One area that may have been a bit challenging was that everyone was new. The team had not had a chance to work with one another and people were just getting to know each another. The habits of all the new people had to be molded to habits that the store needed. One of the big areas was to teach the difference between the front of the house (where the customers saw, sat, and eat) and the back of the house (where the meals were made, dishes washed, and break rooms were located).
I carry this habit of teaching, training and equipping all my teams the difference of back of the house vs. the front of the house habits into ministry. The back of the house people could often times dress differently, have a different volume in which they worked, and minute by minute organization looked differently as well. The front of the house team wore the ties, pressed their shirts, and for the most part performed a different part. Both front and back of the house were extremely important and were needed the same to have a successful restaurant. People came because both worked well together. They came if the food (back of the house) tasted good and the feel of the restaurant (the front of the house) made them comfortable.
In my check in counters for the kids ministries for example, I do not allow people to eat up front, do work at the counters, text, or even sit down while working check in. I train them to stay focused and talk with those checking in, making each person who checks in feel like they have come to the right place.
Then once they get checked in, they head back let’s say to the nursery.
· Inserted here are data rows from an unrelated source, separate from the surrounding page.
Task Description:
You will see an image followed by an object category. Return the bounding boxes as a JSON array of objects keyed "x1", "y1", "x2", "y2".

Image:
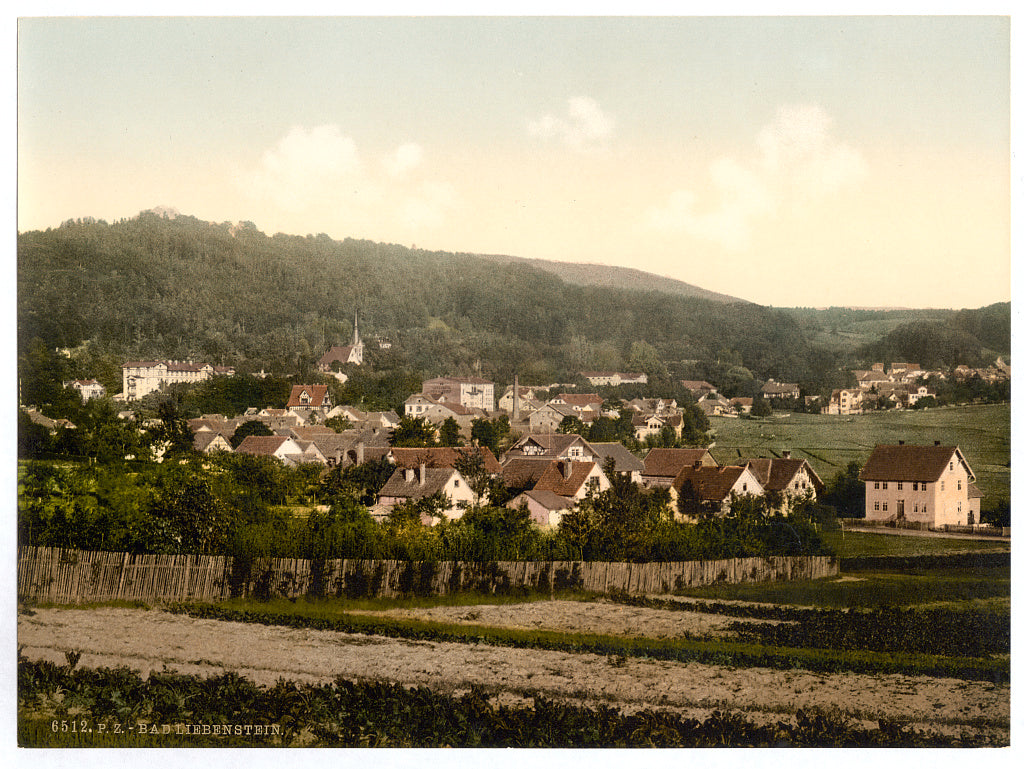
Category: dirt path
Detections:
[{"x1": 17, "y1": 606, "x2": 1009, "y2": 741}]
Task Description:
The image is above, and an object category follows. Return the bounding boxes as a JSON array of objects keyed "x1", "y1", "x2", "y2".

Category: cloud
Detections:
[
  {"x1": 383, "y1": 143, "x2": 424, "y2": 178},
  {"x1": 529, "y1": 96, "x2": 615, "y2": 152},
  {"x1": 243, "y1": 127, "x2": 455, "y2": 232},
  {"x1": 247, "y1": 125, "x2": 361, "y2": 212},
  {"x1": 646, "y1": 105, "x2": 866, "y2": 251}
]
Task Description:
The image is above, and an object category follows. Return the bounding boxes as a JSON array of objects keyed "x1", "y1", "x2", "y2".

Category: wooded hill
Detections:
[{"x1": 17, "y1": 212, "x2": 1008, "y2": 398}]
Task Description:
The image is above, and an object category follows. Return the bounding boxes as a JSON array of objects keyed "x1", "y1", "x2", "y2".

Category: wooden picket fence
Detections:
[{"x1": 17, "y1": 546, "x2": 838, "y2": 604}]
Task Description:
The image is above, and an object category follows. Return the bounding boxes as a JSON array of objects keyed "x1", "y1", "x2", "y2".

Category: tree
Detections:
[
  {"x1": 392, "y1": 416, "x2": 437, "y2": 447},
  {"x1": 230, "y1": 419, "x2": 275, "y2": 449},
  {"x1": 750, "y1": 396, "x2": 773, "y2": 418},
  {"x1": 438, "y1": 417, "x2": 463, "y2": 447},
  {"x1": 453, "y1": 447, "x2": 492, "y2": 504}
]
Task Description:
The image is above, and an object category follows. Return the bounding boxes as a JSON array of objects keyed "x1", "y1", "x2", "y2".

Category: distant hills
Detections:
[
  {"x1": 16, "y1": 212, "x2": 1009, "y2": 405},
  {"x1": 476, "y1": 253, "x2": 748, "y2": 304}
]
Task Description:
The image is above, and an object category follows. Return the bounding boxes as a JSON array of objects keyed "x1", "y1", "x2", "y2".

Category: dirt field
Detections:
[{"x1": 17, "y1": 603, "x2": 1009, "y2": 742}]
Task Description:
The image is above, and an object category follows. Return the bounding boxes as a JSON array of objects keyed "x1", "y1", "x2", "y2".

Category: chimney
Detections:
[
  {"x1": 898, "y1": 440, "x2": 905, "y2": 445},
  {"x1": 419, "y1": 462, "x2": 427, "y2": 486},
  {"x1": 512, "y1": 374, "x2": 520, "y2": 422},
  {"x1": 935, "y1": 440, "x2": 941, "y2": 446},
  {"x1": 356, "y1": 441, "x2": 365, "y2": 465},
  {"x1": 404, "y1": 467, "x2": 415, "y2": 483},
  {"x1": 562, "y1": 459, "x2": 573, "y2": 480},
  {"x1": 782, "y1": 450, "x2": 791, "y2": 459}
]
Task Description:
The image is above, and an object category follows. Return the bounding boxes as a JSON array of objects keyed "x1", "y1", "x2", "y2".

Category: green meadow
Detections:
[{"x1": 708, "y1": 402, "x2": 1010, "y2": 503}]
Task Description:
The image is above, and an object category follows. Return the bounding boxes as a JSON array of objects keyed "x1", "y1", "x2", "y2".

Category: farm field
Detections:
[
  {"x1": 708, "y1": 402, "x2": 1011, "y2": 502},
  {"x1": 17, "y1": 596, "x2": 1009, "y2": 747}
]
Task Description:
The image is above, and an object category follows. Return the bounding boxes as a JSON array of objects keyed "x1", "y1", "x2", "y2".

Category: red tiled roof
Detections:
[
  {"x1": 390, "y1": 446, "x2": 502, "y2": 475},
  {"x1": 671, "y1": 465, "x2": 749, "y2": 503},
  {"x1": 743, "y1": 457, "x2": 823, "y2": 493},
  {"x1": 858, "y1": 444, "x2": 972, "y2": 483},
  {"x1": 501, "y1": 457, "x2": 558, "y2": 489},
  {"x1": 643, "y1": 448, "x2": 717, "y2": 478},
  {"x1": 287, "y1": 385, "x2": 331, "y2": 408},
  {"x1": 533, "y1": 460, "x2": 598, "y2": 497},
  {"x1": 235, "y1": 435, "x2": 292, "y2": 456}
]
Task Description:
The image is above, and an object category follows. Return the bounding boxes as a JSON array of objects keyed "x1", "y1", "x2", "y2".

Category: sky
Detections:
[{"x1": 15, "y1": 13, "x2": 1013, "y2": 309}]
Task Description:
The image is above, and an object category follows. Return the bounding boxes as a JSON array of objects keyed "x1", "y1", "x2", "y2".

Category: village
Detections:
[{"x1": 23, "y1": 312, "x2": 1005, "y2": 535}]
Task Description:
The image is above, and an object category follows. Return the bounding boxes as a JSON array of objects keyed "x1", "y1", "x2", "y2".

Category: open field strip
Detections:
[{"x1": 16, "y1": 605, "x2": 1009, "y2": 744}]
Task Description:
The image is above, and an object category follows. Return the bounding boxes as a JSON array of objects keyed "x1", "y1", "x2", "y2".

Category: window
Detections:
[
  {"x1": 957, "y1": 480, "x2": 962, "y2": 491},
  {"x1": 453, "y1": 480, "x2": 460, "y2": 488},
  {"x1": 874, "y1": 501, "x2": 880, "y2": 511},
  {"x1": 874, "y1": 482, "x2": 879, "y2": 490},
  {"x1": 897, "y1": 482, "x2": 903, "y2": 491},
  {"x1": 913, "y1": 482, "x2": 918, "y2": 491},
  {"x1": 922, "y1": 504, "x2": 927, "y2": 513},
  {"x1": 950, "y1": 462, "x2": 954, "y2": 471},
  {"x1": 921, "y1": 482, "x2": 927, "y2": 491},
  {"x1": 914, "y1": 503, "x2": 919, "y2": 513},
  {"x1": 882, "y1": 502, "x2": 888, "y2": 512},
  {"x1": 882, "y1": 482, "x2": 888, "y2": 490},
  {"x1": 941, "y1": 481, "x2": 945, "y2": 491}
]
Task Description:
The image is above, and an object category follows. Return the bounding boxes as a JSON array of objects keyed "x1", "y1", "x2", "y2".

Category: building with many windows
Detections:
[{"x1": 859, "y1": 442, "x2": 978, "y2": 526}]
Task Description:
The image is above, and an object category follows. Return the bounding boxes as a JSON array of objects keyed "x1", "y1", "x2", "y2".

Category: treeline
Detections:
[
  {"x1": 18, "y1": 455, "x2": 831, "y2": 564},
  {"x1": 19, "y1": 212, "x2": 835, "y2": 394},
  {"x1": 856, "y1": 305, "x2": 1010, "y2": 370}
]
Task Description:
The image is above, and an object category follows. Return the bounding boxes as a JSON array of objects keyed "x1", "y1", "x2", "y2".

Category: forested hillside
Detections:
[
  {"x1": 18, "y1": 212, "x2": 1008, "y2": 408},
  {"x1": 18, "y1": 213, "x2": 829, "y2": 390}
]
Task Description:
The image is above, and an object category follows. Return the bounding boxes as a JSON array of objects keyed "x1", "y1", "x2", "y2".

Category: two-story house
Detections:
[{"x1": 859, "y1": 442, "x2": 978, "y2": 526}]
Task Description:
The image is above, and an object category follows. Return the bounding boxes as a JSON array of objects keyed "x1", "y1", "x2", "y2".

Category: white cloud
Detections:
[
  {"x1": 646, "y1": 105, "x2": 866, "y2": 251},
  {"x1": 247, "y1": 125, "x2": 361, "y2": 212},
  {"x1": 383, "y1": 143, "x2": 424, "y2": 178},
  {"x1": 243, "y1": 127, "x2": 455, "y2": 232},
  {"x1": 529, "y1": 96, "x2": 615, "y2": 152}
]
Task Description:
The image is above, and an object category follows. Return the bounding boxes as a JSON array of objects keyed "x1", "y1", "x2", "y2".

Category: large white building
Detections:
[
  {"x1": 121, "y1": 360, "x2": 235, "y2": 401},
  {"x1": 422, "y1": 376, "x2": 495, "y2": 412}
]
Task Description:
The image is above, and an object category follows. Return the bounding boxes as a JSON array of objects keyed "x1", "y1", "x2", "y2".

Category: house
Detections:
[
  {"x1": 234, "y1": 435, "x2": 305, "y2": 465},
  {"x1": 859, "y1": 442, "x2": 978, "y2": 526},
  {"x1": 121, "y1": 360, "x2": 235, "y2": 401},
  {"x1": 760, "y1": 379, "x2": 800, "y2": 400},
  {"x1": 730, "y1": 397, "x2": 753, "y2": 414},
  {"x1": 318, "y1": 313, "x2": 364, "y2": 370},
  {"x1": 641, "y1": 448, "x2": 719, "y2": 488},
  {"x1": 906, "y1": 386, "x2": 936, "y2": 406},
  {"x1": 528, "y1": 403, "x2": 577, "y2": 433},
  {"x1": 286, "y1": 385, "x2": 333, "y2": 420},
  {"x1": 505, "y1": 433, "x2": 601, "y2": 463},
  {"x1": 422, "y1": 376, "x2": 495, "y2": 411},
  {"x1": 826, "y1": 388, "x2": 863, "y2": 415},
  {"x1": 388, "y1": 446, "x2": 503, "y2": 476},
  {"x1": 67, "y1": 379, "x2": 106, "y2": 401},
  {"x1": 670, "y1": 464, "x2": 765, "y2": 519},
  {"x1": 631, "y1": 413, "x2": 668, "y2": 442},
  {"x1": 854, "y1": 370, "x2": 893, "y2": 390},
  {"x1": 589, "y1": 442, "x2": 645, "y2": 484},
  {"x1": 376, "y1": 465, "x2": 476, "y2": 524},
  {"x1": 508, "y1": 489, "x2": 576, "y2": 528},
  {"x1": 697, "y1": 393, "x2": 734, "y2": 417},
  {"x1": 680, "y1": 380, "x2": 717, "y2": 399},
  {"x1": 501, "y1": 457, "x2": 560, "y2": 496},
  {"x1": 21, "y1": 407, "x2": 76, "y2": 433},
  {"x1": 532, "y1": 459, "x2": 611, "y2": 501},
  {"x1": 579, "y1": 371, "x2": 648, "y2": 387},
  {"x1": 193, "y1": 431, "x2": 232, "y2": 454},
  {"x1": 741, "y1": 452, "x2": 823, "y2": 512},
  {"x1": 498, "y1": 384, "x2": 545, "y2": 412},
  {"x1": 548, "y1": 393, "x2": 604, "y2": 417}
]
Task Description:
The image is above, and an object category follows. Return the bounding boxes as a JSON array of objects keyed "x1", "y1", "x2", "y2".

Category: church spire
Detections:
[{"x1": 353, "y1": 310, "x2": 360, "y2": 347}]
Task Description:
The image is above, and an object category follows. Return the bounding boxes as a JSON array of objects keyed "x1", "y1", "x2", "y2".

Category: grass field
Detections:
[{"x1": 708, "y1": 402, "x2": 1010, "y2": 503}]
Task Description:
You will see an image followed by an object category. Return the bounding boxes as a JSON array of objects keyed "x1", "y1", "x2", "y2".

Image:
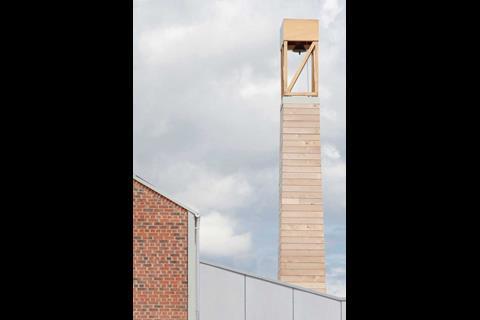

The volume changes a little, my team in the back of the house may be rolling on the floor with kids, we have some snacks back there etc. But to me the difference of having both front of the house and back of the house is vital. I would not want the two to get mixed up.
I feel the front of the house done right says to those who are coming, “Welcome we are glad you have chosen to come here today”. Then the back of the house done right simply says, “You have chosen right in coming here”.